We’re very chuffed to announce the release of recipes 0.1.13. recipes is an alternative method for creating and preprocessing design matrices that can be used for modeling or visualization.

You can install it from CRAN with:

`install.packages("recipes")`

You can see a full list of changes in the release notes. There are some improvements and changes to talk about.

## General changes

First, `step_filter()`

, `step_slice()`

, `step_sample()`

, and `step_naomit()`

had their defaults for `skip`

changed to `TRUE`

. In the vast majority of applications, these steps should not be applied to the test or assessment sets.

Also, `step_upsample()`

and `step_downsample()`

are soft deprecated in recipes as they are now available in the
themis package. They will be removed in the next version.

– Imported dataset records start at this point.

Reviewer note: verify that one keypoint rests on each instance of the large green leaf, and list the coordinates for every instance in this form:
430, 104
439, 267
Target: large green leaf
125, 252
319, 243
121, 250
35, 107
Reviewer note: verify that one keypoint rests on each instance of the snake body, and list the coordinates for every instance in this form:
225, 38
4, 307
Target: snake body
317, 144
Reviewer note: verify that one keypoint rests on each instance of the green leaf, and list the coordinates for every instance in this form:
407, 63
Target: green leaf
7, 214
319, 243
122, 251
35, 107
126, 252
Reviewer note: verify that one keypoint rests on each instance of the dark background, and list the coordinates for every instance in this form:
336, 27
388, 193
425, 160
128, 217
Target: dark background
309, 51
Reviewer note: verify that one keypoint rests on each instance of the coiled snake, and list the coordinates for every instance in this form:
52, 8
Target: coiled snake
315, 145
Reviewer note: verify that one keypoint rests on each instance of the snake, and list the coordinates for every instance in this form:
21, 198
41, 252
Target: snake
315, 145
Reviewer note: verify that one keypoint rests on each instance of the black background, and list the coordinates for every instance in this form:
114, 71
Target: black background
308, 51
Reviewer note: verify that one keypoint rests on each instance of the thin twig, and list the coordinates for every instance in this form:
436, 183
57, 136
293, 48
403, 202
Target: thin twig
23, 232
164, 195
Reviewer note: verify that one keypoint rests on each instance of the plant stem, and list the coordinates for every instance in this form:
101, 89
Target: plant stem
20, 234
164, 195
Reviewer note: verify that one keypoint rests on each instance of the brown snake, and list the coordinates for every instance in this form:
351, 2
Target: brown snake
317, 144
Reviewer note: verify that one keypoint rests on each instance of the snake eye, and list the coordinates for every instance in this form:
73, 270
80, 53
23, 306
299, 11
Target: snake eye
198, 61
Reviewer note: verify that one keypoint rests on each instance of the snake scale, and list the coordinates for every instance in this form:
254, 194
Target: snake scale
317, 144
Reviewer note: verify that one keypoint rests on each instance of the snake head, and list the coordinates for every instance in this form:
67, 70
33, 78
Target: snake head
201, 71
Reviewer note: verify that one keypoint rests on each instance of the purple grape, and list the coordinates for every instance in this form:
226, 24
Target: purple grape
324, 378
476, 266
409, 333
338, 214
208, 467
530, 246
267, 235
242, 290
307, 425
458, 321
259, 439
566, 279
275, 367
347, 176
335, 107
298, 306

Finally, for the new version of dplyr, the selectors `all_of()`

and `any_of()`

can now be used in step selections.

## Feature extraction improvements

In the
*feature extraction* category, there are two improvements. First, the `tidy()`

method for `step_pca()`

can return the percentage of variation accounted for by each
PCA component. For example:

```
library(tidymodels)
# Many highly correlated numeric predictors:
data(meats, package = "modeldata")
set.seed(2383)
split <- initial_split(meats)
meat_tr <- training(split)
meat_te <- testing(split)
pca_rec <-
recipe(water + fat + protein ~ ., data = meat_tr) %>%
step_normalize(all_predictors()) %>%
step_pca(all_predictors(), num_comp = 10, id = "pca") %>%
prep()
var_info <- tidy(pca_rec, id = "pca", type = "variance")
table(var_info$terms)
#>
#> cumulative percent variance cumulative variance
#> 100 100
#> percent variance variance
#> 100 100
var_info %>%
dplyr::filter(terms == "percent variance") %>%
ggplot(aes(x = component, y = value)) +
geom_bar(stat = "identity") +
xlim(c(0, 10)) +
ylab("% of Total Variation")
```

Another change in this version of recipes is that `step_pls()`

has received an upgrade.
Partial least squares (PLS) is similar to PCA but takes the outcome(s) into account.

Previously, it used the
pls package to do the computations. That’s a great package but it lacks two important features: allow for a categorical outcome value (e.g. “pls-da” for *discriminant analysis*) or allow for sparsity in the coefficients. Sparsity would facilitate simpler and perhaps more robust models.

`step_pls()`

now uses the Bioconductor
mixOmics package. As such, the outcome data can now be a factor and a new argument `predictor_prop`

is used for sparsity. That argument specifies the maximum proportion of partial least squares loadings that will be *non-zero* (per component) during training. Newly prepped recipes will use this package but previously created recipes still use the pls package. For our previous example, let’s look at the protein outcome and build a recipe:

```
pls_rec <-
recipe(water + fat + protein ~ ., data = meat_tr) %>%
step_normalize(all_predictors()) %>%
step_pls(
all_predictors(),
outcome = vars(protein),
num_comp = 3,
predictor_prop = 0.75,
id = "pls"
) %>%
prep()
# for new data:
bake(pls_rec, meat_te, protein, starts_with("PLS")) %>%
tidyr::pivot_longer(cols = c(-protein),
names_to = "component",
values_to = "values") %>%
ggplot(aes(x = values, y = protein)) +
geom_point(alpha = 0.5) +
facet_wrap(~ component, scale = "free_x") +
xlab("PLS Score")
```

What are the PLS coefficients from this?

```
tidy(pls_rec, id = "pls") %>%
ggplot(aes(x = component, y = terms, fill = value)) +
geom_tile() +
scale_fill_gradient2(
low = "#B2182B",
mid = "white",
high = "#2166AC",
limits = c(-0.4, 0.4)
) +
theme(axis.text.y = element_blank()) +
ylab("Predictors")
```

The third component has the largest coefficients and the largest effect on predicting the percentage of protein. This is consistent with the scatter plot above. The blocks of white in the heatmap above are coefficients effected by the sparsity argument.